Following the Senate’s rejection of President Obama’s jobs bill on Tuesday, Senate Republicans have offered their own jobs bill, The Jobs Through Growth Act, as an alternative. Presented by Senators John McCain (Ariz.), Rand Paul (Ky.) and Rob Portman (Ohio), the bill is designed to defuse the President’s charge that the Republicans had no plan of their own as well as offer different approaches to stimulating job growth. Said Paul, “We simply cannot look to the failed policies of the last two years for an example of how to grow our economy and create jobs. More government spending and excessive regulation are the problem, not the solution. We have spent too long increasing the tax and regulatory burdens on job creators, instead of allowing them to operate more freely and create more jobs.”
McCain said “We just thought it was time to put this all into a package. I will freely admit to you that part of it is in response to the president saying we don’t have a proposal,” while Portman called it “a pro-growth proposal to create the environment for jobs…as opposed to the short-term sweetener approach of the Obama administration that simply hasn’t worked.” According to McCain, most Senate Republicans have signed onto the bill.
The bill is an agglomeration of bills offered by various Senators all wrapped up in one package. The big one is repeal of Obamacare (Senate Bill 192, offered by Senator Jim DeMint), which would remove more than $550 billion in new taxes as that law is implemented, and keep medical costs from rising even higher by an estimated $300 billion. Insurance costs under ObamaCare per family are projected to increase by $2,100 a year to say nothing of the projected 800,000 job losses expected if Obamacare stays in place.
Next is repeal of the Dodd-Frank bill (also offered by Senator DeMint, as SB 712) now being implemented with new rules that haven’t been completed yet and aren’t expected to be for many months. According to the Financial Services Roundtable, Dodd-Frank could cost 4.6 million jobs by the year 2015 unless it is repealed.
Revamping the tax code is the next major piece, to be accomplished by reducing individual and corporate tax rates to 25 percent while requiring the Senate Finance Committee to make changes in various credits and deductions in order to keep these reductions “revenue neutral.”

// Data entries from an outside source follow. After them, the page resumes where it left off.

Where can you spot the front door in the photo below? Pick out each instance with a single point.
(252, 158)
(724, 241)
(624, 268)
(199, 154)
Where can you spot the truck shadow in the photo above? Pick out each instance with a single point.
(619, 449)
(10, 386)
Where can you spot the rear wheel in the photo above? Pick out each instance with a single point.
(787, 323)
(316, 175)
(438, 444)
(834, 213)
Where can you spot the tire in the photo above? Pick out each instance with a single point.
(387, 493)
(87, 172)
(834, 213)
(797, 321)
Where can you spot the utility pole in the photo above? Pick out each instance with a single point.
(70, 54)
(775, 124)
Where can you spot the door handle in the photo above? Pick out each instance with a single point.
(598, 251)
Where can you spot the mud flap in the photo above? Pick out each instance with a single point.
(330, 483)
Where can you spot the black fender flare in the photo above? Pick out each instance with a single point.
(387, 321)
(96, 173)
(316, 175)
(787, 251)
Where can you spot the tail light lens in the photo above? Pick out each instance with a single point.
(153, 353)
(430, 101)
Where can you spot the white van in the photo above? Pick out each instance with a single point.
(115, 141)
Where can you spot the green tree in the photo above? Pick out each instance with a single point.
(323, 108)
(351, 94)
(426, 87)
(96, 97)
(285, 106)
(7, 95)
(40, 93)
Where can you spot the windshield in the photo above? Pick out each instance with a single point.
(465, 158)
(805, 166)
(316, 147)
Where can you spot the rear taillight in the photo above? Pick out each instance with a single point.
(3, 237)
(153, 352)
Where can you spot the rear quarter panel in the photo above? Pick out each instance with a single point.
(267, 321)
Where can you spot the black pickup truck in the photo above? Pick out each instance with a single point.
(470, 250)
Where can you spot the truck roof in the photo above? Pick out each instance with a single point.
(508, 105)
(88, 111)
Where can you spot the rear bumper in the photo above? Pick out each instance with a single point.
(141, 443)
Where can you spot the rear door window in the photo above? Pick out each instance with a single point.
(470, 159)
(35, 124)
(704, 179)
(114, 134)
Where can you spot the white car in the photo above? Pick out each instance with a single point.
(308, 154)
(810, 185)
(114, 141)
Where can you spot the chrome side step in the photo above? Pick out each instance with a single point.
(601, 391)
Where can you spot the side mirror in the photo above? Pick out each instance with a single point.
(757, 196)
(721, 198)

There is also the requirement (offered by Senator Orrin Hatch, S.J.Res.10) to require a balanced budget amendment to the Constitution, a process that, if passed, could take years to gain sufficient approval from the states. And there is a line-item veto, despite the Supreme Court’s decision in 1998 that such a law is unconstitutional.
In addition, there is the corporate “tax holiday” offered to repatriate some $1.4 trillion in foreign earnings that under current law would be subject to taxes up to 35 percent if they were brought back to this country. That additional capital, it is suggested, would then be invested in new equipment and jobs instead of lying idle abroad.
There is some effort to rein in aggressive actions by various regulatory agencies such as the EPA and the National Labor Relations Board by requiring them to justify their regulations and measure their impact on job creation (or loss) before implementing them. And other parts of the bill encourage regulatory agencies to speed up allowing drilling for oil on public lands and offshore as well. The President would be given “fast-tracking” to allow speedy approval of free-trade agreements which are alleged to have a positive impact on job creation in the economy.
The Republicans’ Jobs Through Growth Act is just the latest of a flurry of “jobs” bills, including the President’s Americans Jobs Act of 2011, the House Republican Plan for America’s Job Creators, the House Democrats’ Make It In America plan, and a plan offered by the House Progressive Caucus.
Despite the differences between the latest offering by Senate Republicans and the others presented by both houses of Congress, there is little likelihood that anything will be voted on and passed before the November 2012 elections. The impasse is dictated by more than electoral considerations, however. As noted accurately by Democratic Representative Steny Hoyer (Md.):
The fundamental difference is, Democrats see government as a partner in progress and growth. The Republicans—at least those that have been elected recently—see [government] as the impediment to growth.
And that is the crux of the matter. Hoyer unwittingly acknowledged that most Republicans, except for those “elected recently” are generally in favor of government intrusion in all aspects of life. As long as their number is small, all that those who see government as the impediment can do is to thwart efforts to push for more government, all in the name of job creation. But if their number were to grow significantly after the next election, then perhaps some of the more useful pieces can be enacted, including certainly repeal of ObamaCare and Dodd-Frank.